We asked 361 security professionals about their main challenge when getting employees to buy into security initiatives. 33% said it’s because employees think they’re not responsible, and 32% said its because employees assume their organization isn’t a target. Only 8% of respondents believe their employees have bought in already.
Strategies for Getting Employee Buy-In
Organizations must identify what security measures employees are pushing back on and communicate the benefit to the employee and how it can improve their productivity rather than interfere with their day-to-day job. Security should be transparent to employees, and it should not be optional. A lot of literature is available that offers best practices for driving security adoption rates among employees. Here are a few tips that organizations can leverage to get and maintain employee buy-in.
- The lack of understanding and complexity of security often contributes to lower levels of buy-in from employees.
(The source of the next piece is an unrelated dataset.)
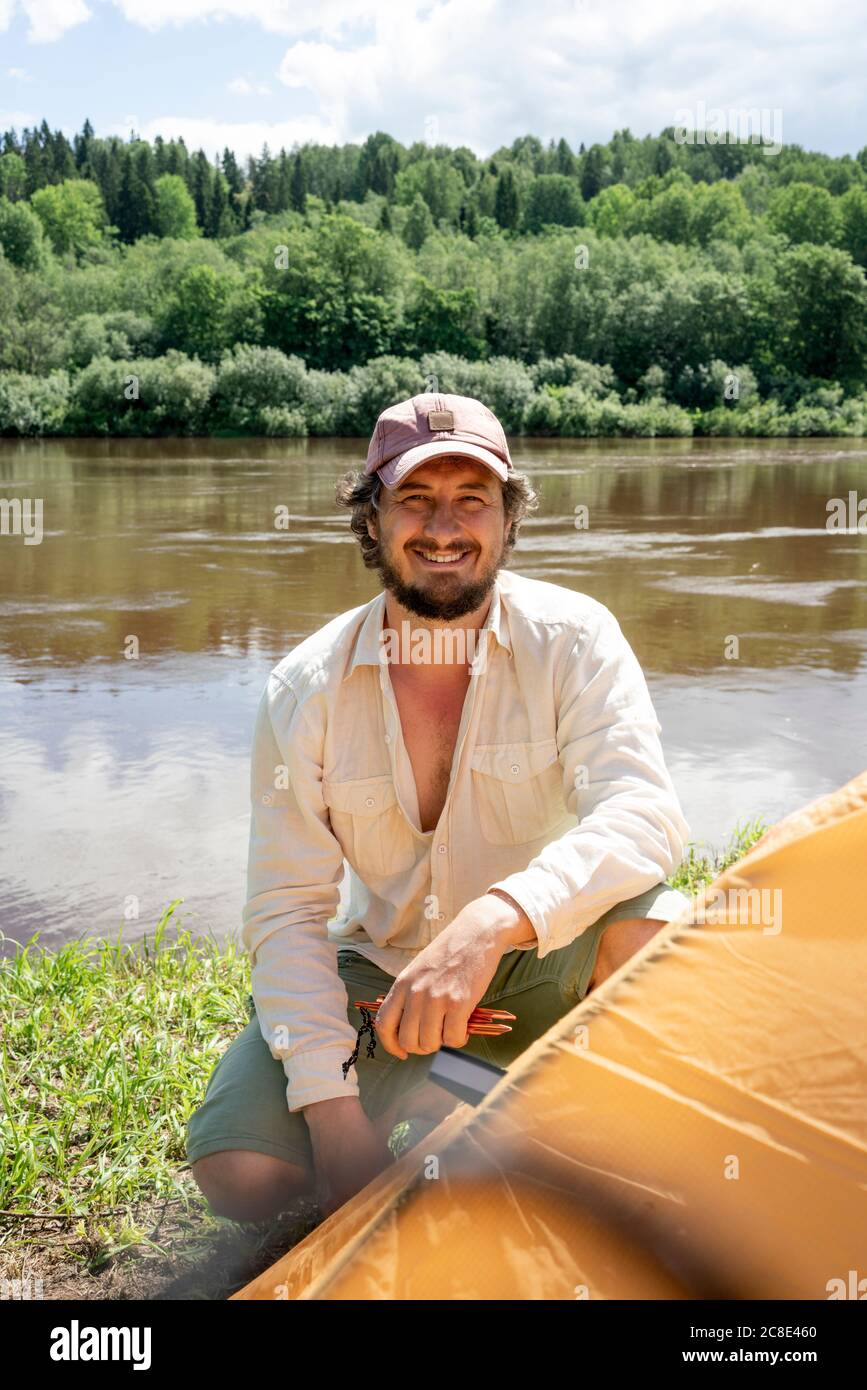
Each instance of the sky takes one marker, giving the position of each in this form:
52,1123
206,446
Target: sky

Starting with the basics of security and offering practical steps they can take, such as creating stronger passwords, using multi-factor authentication, and keeping up with the latest software updates, can go a long way in establishing a baseline understanding and building their confidence as you move on to more complex topics.
- Consistent training and security awareness activities are essential for ongoing employee buy-in. Too often, organizations perform security training once a year, just enough to check a box. Delivering smaller, easy-to-consume training consistently throughout the year can help drive engagement and adoption.
- It is essential to communicate that it isn’t just the company data at risk; the employees’ personal information is also a target. Not only can an incident result in financial and brand damages to the company, but it can also negatively impact individual employees and their data.
- Promoting security initiatives right when employees join the organization shows how security is a top priority for your organization. Embedding your security procedures and policies into your onboarding process is a great way to instill the importance of security among new hires.
- Celebrating when employees take proper security measures rather than punishing those who make a mistake can significantly impact employee buy-in. If you run simulated security attacks, share the scenarios of those that were successful rather than condemning those who were unsuccessful. Creating a culture of fear and consequences will result in employees being less transparent in reporting security incidents and less motivated to adopt your organization’s security measures.
Everyone Has a Responsibility.
At the end of the day, security must be supported, reinforced, and expected at all levels. But, there needs to be a strategy for cultivating a security culture throughout the entire organization. Security is about making tough decisions. Without board and executive buy-in, it can be challenging to make these tough decisions, and nothing permanent can happen. While establishing executive and board-level buy-in can be difficult, it goes a long way in strengthening your security posture at each level of the organization.